I´m tired. Tired of waiting for something that will never come. Tired of letting you have that power over me. Tired of not being my own owner, nor owner of my reason.
The eyes can´t even be open, the lips are dry and cracked. The day goes back too night without I even noticing it. Everything that I can think about it´s you, only you and the tired I am for liking you. Everything is clear in my head, I know that you never looked at me the same way I look at you. And you have all the right to do so. You are much more than what I deserve. You are the living form of my ideal, but if you ask me I can´t even know right know if is like that or the other way around.
I´m tired. It´s hard to deal with lost, and you are, even though you were never truly mine, my biggest one. I feel like leaving behind a big part of me. The part of me that leave me blushing like a little girl. A girl with dreams and hopes, ready to conquer the world, with you by my side. The part of me that steels smiles and tears in a uncontrolled way.
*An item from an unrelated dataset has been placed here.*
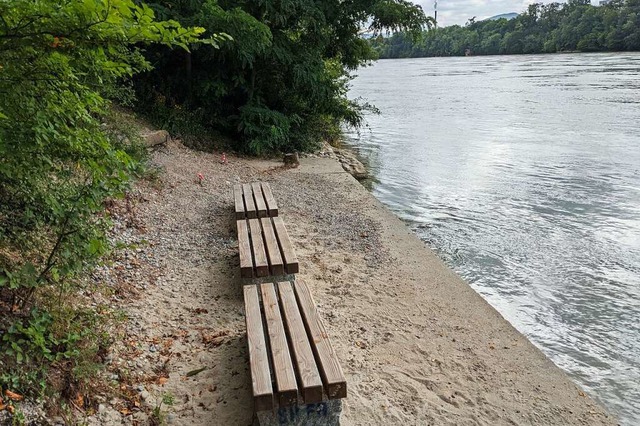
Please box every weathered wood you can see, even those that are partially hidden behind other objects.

I´m so tired of pretending that I am alright, that you don´t matter to me, when I know you know the power you have over me.
It´s unthinkable seeing my life without you, and with you it´s impossible. I will never be happy with what I get from here. Any way out are full of pain.
I keep suffering, feeling your lost but you are not with me in that pain, you ignore and don´t even lose time thinking about me. Why should I? I´m tired.